The detonator lies off to the side. Close enough so we can both reach for it. Neither of us do. “I hate this,” he says weakly. “People like that.” He glances up at me. “I don’t want him to be a Son. I don’t want to be like Quicksilver.”
“You aren’t.”
He doesn’t believe that. “At the Institute, I’d wake up in the morning. And I think I was still in my dreams. Then I’d feel the cold. And I’d slowly start remembering where I was, and there’s dirt and blood under my nails. And all I want to do was go back to sleep. To be warm. But I knew I had to get up and face a world that didn’t give a shit.” He grimaces. “That’s how I feel every morning now. I’m afraid all the time. I don’t want to lose anyone. I don’t want to let them down.”
“You haven’t,” I say. “If anything, I let you down.” He tries to interrupt me. “You were right. We both know it. It’s my fault your father’s dead. It’s my fault that whole night happened.”
“Was still a shit thing of me to say.” He raps his knuckles on the ground. “I’m always saying shit things.”
“I’m glad you said it.”
“Why?”
“Because we’ve both forgotten we didn’t get here on our own. You and I should be able to say anything to each other. That’s how this works. It’s how we work. We don’t walk on eggshells. We talk to each other. Even if we say shit that’s hard to hear.” I see how alone he feels. How much weight he carried. It’s how I felt when Cassius stabbed me and left me for dead at the Institute. He needs to share the weight. I don’t know how else to tell him that. This stubbornness, this intransigence, looks insane from the outside, but inside he felt just as I did when Roque questioned me.
“Do you know why I helped you at the Institute when you and Cassius were gonna drown in that loch?” he asks. “It’s cause of how they look at you. It wasn’t like I thought you were a good primus. You were as smart as a bag of wet farts. But I saw them. Pebble. Clown. Quinn….Roque.” He almost trips over that last name. “I’d watch you at your fires in the gulches when Titus was in the castle. Saw you teach Lea how to cut a goat’s throat even when she was afraid to do it. I wanted to do that too. To join.”
“Why didn’t you?”
He shrugs. “Was afraid you wouldn’t want me.”
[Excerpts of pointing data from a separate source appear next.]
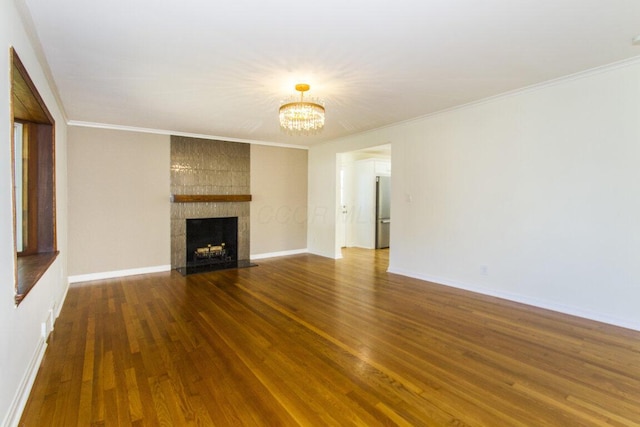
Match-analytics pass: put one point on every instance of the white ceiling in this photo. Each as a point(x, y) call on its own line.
point(221, 68)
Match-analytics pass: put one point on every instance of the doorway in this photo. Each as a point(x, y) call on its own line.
point(357, 190)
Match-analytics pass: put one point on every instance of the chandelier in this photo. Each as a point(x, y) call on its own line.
point(303, 116)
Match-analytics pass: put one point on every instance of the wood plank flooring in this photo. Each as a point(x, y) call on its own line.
point(310, 341)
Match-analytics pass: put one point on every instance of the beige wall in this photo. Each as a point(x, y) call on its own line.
point(279, 206)
point(118, 200)
point(119, 209)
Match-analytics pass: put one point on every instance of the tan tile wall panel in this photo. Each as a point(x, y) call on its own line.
point(201, 166)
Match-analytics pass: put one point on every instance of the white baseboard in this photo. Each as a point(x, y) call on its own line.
point(278, 254)
point(118, 273)
point(535, 302)
point(20, 400)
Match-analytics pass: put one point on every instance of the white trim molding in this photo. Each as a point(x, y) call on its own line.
point(523, 299)
point(12, 419)
point(279, 254)
point(118, 273)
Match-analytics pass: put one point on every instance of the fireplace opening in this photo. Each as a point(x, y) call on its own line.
point(212, 244)
point(212, 240)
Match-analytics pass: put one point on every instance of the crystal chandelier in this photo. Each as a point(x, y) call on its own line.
point(303, 116)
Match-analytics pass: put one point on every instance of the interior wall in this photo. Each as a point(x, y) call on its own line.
point(23, 341)
point(531, 196)
point(279, 204)
point(119, 206)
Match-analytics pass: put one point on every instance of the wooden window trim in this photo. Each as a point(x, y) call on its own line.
point(28, 107)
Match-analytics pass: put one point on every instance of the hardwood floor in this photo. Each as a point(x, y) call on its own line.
point(305, 340)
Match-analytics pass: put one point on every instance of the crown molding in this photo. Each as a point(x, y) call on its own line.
point(95, 125)
point(635, 60)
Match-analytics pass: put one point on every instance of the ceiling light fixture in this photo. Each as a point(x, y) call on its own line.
point(303, 116)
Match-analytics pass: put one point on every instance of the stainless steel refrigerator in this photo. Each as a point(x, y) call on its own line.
point(383, 211)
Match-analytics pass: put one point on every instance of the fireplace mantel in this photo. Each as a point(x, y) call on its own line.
point(210, 198)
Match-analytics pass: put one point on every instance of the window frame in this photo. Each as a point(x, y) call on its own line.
point(28, 108)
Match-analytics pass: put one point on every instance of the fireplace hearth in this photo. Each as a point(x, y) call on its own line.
point(212, 244)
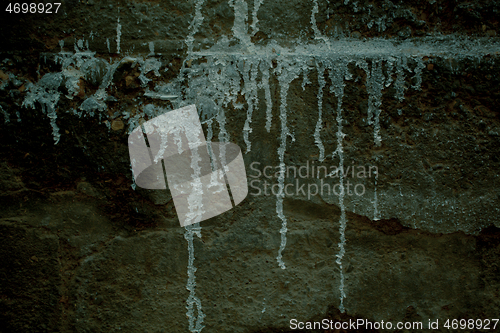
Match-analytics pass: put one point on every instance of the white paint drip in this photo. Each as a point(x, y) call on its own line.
point(418, 73)
point(400, 84)
point(319, 124)
point(195, 322)
point(118, 35)
point(375, 99)
point(5, 115)
point(337, 73)
point(287, 73)
point(195, 25)
point(256, 5)
point(264, 68)
point(376, 213)
point(249, 73)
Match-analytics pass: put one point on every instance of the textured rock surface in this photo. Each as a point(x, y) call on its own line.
point(83, 250)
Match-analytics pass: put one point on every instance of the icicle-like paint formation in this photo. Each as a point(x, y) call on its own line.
point(317, 33)
point(376, 213)
point(118, 35)
point(195, 25)
point(418, 73)
point(240, 26)
point(319, 124)
point(337, 73)
point(195, 322)
point(375, 99)
point(256, 5)
point(5, 115)
point(250, 91)
point(47, 94)
point(264, 69)
point(287, 73)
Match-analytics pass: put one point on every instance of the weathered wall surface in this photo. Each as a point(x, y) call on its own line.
point(407, 89)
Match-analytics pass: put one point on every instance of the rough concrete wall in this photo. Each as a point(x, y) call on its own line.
point(407, 88)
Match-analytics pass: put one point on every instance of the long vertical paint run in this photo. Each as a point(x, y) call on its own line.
point(337, 73)
point(195, 322)
point(195, 25)
point(249, 73)
point(317, 132)
point(375, 87)
point(287, 72)
point(118, 35)
point(256, 5)
point(264, 69)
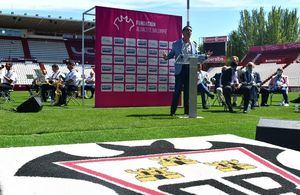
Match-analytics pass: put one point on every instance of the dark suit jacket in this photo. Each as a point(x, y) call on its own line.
point(246, 79)
point(218, 79)
point(226, 77)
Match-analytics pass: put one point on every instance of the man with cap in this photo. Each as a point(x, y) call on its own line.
point(183, 46)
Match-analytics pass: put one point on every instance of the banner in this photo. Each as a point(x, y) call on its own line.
point(214, 39)
point(287, 46)
point(130, 70)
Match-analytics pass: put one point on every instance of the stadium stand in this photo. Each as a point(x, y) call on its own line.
point(31, 40)
point(48, 50)
point(11, 48)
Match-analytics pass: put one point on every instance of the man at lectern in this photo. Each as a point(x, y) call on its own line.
point(183, 46)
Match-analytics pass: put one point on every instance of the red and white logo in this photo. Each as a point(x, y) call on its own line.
point(121, 19)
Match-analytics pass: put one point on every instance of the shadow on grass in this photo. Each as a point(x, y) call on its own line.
point(152, 116)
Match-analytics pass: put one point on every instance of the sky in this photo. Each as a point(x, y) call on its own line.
point(207, 17)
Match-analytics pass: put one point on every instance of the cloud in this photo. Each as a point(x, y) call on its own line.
point(149, 5)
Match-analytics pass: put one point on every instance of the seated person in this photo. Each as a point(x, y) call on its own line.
point(8, 78)
point(231, 85)
point(90, 83)
point(216, 80)
point(202, 86)
point(277, 84)
point(70, 83)
point(252, 79)
point(40, 79)
point(51, 82)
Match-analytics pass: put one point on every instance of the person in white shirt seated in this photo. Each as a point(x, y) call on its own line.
point(90, 83)
point(278, 84)
point(71, 82)
point(8, 78)
point(202, 86)
point(51, 83)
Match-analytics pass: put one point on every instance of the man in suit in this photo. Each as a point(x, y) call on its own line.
point(8, 77)
point(279, 84)
point(216, 80)
point(202, 87)
point(252, 80)
point(231, 84)
point(183, 46)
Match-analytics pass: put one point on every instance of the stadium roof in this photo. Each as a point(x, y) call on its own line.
point(43, 24)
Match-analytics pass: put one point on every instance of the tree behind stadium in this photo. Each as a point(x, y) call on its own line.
point(280, 26)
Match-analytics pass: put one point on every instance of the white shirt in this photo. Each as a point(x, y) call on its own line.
point(57, 76)
point(202, 77)
point(88, 79)
point(9, 74)
point(74, 76)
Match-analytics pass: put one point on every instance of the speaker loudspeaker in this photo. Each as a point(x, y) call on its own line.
point(33, 104)
point(285, 133)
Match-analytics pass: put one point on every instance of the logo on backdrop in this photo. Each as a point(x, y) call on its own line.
point(119, 20)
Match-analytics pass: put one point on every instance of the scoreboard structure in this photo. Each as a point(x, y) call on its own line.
point(218, 45)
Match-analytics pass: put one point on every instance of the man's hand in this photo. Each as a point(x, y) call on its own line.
point(209, 53)
point(165, 57)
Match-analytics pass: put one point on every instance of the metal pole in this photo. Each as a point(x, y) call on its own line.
point(188, 13)
point(193, 87)
point(82, 59)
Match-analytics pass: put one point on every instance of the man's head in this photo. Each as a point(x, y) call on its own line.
point(187, 32)
point(70, 64)
point(223, 68)
point(8, 65)
point(279, 71)
point(92, 73)
point(234, 62)
point(55, 67)
point(250, 66)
“They look at you that way now,” I say. “Don’t you see that?”
He snorts. “Nah, they don’t. The whole time, I tried to be you. Tried to be Pops. Didn’t work. I could tell everyone just wished it was me that the Jackal captured. Not you.”
“You know that’s not true.”
“It is,” he says intensely, leaning forward. “You’re better than I am. I saw you. When you looked down at Tinos. Saw your eyes. The love in them. The urge to protect those people. I tried feeling it. But every time I looked down at the refugees, I just hated them. For being weak. For hurting each other. For being stupid and not knowing what we’ve gone through to help them.” He swallows and picks at the cuticles of his stubby fingers. “I know it’s nasty, but it’s what it is.”
He seems so vulnerable here in this hall, the rage taken out of us from the fight. He’s not looking for a lecture. Leadership has worn him down, alienated him from even his Howlers. Right now he’s looking to feel like he’s not like Quicksilver or the Jackal or any of the Golds we fight against. He’s mistakenly assumed I’m something better than he is. And part of that is my fault.